If I could only know that after becoming VCAP-DCA the virtualization will be the least important part of my work :)
Anyway, I have a short story to tell. Couple of days ago we had a small incident that brought our mighty EVA 6400 to knees. Yea, I know it is not as mighty at all, but in our small infrastructure the EVA is the best part of it.
At 4-15 pm I noticed that my Outlook lost connection to Exchange server. When I tried to check the Exchange server it took me 10 minutes to log in to the server. I also noticed I lost connection to vCenter. It started to look like a disaster.
Network was fine. I could ping all core switches. Since I could not open vCenter I connected to the ESXi host directly and was really shocked by the Performance graph of Datastores. The latency numbers were ridiculous - around 50 000!! ms. The storage (or SAN) was screwed.
I immediately SSHed to the host and start to check logs. BTW, my favorite way to read real-time logs is to use tail command.

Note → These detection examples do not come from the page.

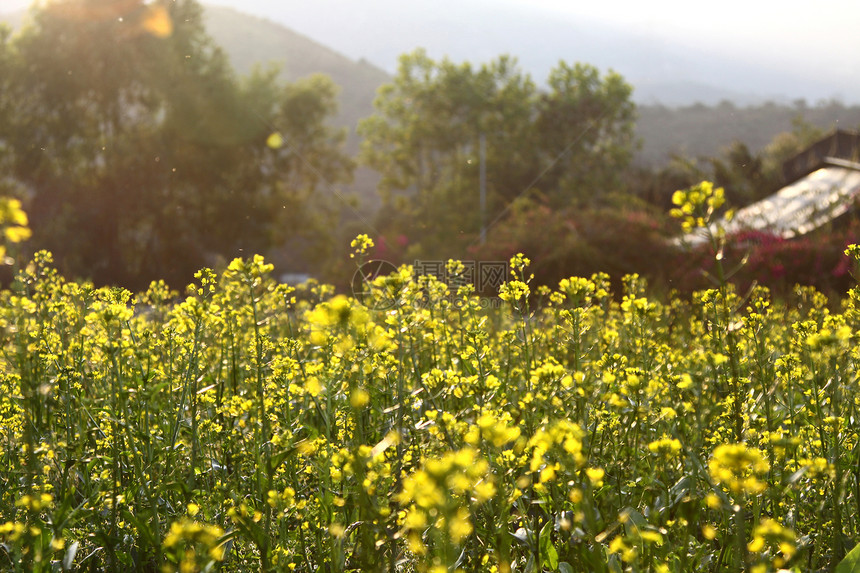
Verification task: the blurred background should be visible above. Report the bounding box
[0,0,860,290]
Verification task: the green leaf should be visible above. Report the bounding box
[835,543,860,573]
[540,521,558,571]
[63,541,80,571]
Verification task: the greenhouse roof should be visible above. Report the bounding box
[675,157,860,247]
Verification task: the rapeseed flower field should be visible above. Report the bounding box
[0,189,860,573]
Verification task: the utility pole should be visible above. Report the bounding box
[478,133,487,245]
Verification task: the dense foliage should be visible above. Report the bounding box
[0,229,860,572]
[359,50,635,257]
[0,0,352,288]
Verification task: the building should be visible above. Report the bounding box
[675,130,860,247]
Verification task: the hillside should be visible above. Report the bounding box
[205,5,389,147]
[636,101,860,165]
[5,5,860,180]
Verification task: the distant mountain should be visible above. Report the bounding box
[200,0,860,106]
[5,0,860,172]
[204,5,390,149]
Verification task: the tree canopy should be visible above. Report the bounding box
[359,50,635,256]
[0,0,352,288]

tail -f /var/log/vmkernel.log lets you read your logs as they appear in log file.
There were plenty of "Cmd to dev failed" errors, but the most frequent looked like this one.
*********************************************************************************
2013-04-24T21:01:55.292Z cpu4:1245952)ScsiDeviceIO: 2316: Cmd(0x4124022c3180) 0x2a, CmdSN 0x80000041 from world 2135091 to dev "naa.6001438005df09250000500002c60000" failed H:0x0 D:0x28 P:0x0 Possible sense data: 0x0 0x0 0x0.

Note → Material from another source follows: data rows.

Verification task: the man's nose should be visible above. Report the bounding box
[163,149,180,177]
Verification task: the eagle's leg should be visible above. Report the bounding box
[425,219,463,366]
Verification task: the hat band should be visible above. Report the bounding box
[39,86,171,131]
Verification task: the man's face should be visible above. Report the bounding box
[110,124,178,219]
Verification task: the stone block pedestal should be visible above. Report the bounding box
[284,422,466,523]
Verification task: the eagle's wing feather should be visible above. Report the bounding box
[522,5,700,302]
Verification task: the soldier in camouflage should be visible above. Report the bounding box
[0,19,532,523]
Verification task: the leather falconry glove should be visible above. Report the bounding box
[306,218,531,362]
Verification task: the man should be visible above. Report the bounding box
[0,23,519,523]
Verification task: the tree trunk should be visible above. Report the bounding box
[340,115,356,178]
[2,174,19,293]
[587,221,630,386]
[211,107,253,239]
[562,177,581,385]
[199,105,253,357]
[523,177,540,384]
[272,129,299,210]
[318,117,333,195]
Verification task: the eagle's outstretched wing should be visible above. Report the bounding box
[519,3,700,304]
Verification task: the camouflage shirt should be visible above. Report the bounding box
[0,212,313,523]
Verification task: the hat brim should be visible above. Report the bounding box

*********************************************************************************
Quick search for SCSI errors codes showed that Device Status 0x28 means for "TASK SET FULL".

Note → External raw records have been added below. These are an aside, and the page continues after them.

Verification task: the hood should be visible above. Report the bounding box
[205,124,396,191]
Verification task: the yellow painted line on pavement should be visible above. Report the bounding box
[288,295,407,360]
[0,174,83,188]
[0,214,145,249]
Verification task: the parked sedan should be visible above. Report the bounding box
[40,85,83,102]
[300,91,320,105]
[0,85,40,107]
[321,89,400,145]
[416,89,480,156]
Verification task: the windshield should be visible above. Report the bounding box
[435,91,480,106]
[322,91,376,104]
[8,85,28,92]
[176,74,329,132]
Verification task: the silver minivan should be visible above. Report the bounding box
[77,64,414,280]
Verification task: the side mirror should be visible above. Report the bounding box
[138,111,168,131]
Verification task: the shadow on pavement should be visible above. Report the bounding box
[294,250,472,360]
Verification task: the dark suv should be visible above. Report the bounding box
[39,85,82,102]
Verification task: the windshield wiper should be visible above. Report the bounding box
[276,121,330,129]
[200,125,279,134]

According to some articles this error code can either mean "This status is returned when the LUN prevents accepting SCSI commands from initiators due to lack of resources, namely the queue depth on the array" or write cache congestion.
Once I read it I knew what was the root cause of the problem. Two days ago I presented new vDisk to the backup server to provide more space for Catalog data and I knew my colleague was moving huge amount of data to the new vDisk at the very same time when we were experiencing issues.
Surely, I had no time to read how to check queue depth stats on the EVA, but I could definitely fix write cache congestion by changing vDisk Write-Cache mode from Write-Back to Write-Through.
With Write-Back the storage reports to host the write is complete when data is written to cache, but before the data is transferred to disk. It definitely speeds up the write IOs, but as we can see it causes Write Cache congestion.
When I changed Write Cache mode the situation immediately improved and latency went back to normal values.
So far, I don't know what the right solution for this type of a problem. Unfortunately, I cannot partition write cache on EVA 6400 so as to protect virtual machines from write cache congestion.
As long as there are only ESXi hosts connected to the storage the similar situations can be managed by Storage Intput/Output Control or Adaptive Queue Depth algorithm, but when you have a physical host you probably need to think about some QoS in SAN. Actually, I read such warnings hundreds of times, but never faced them personally. It was a good lesson.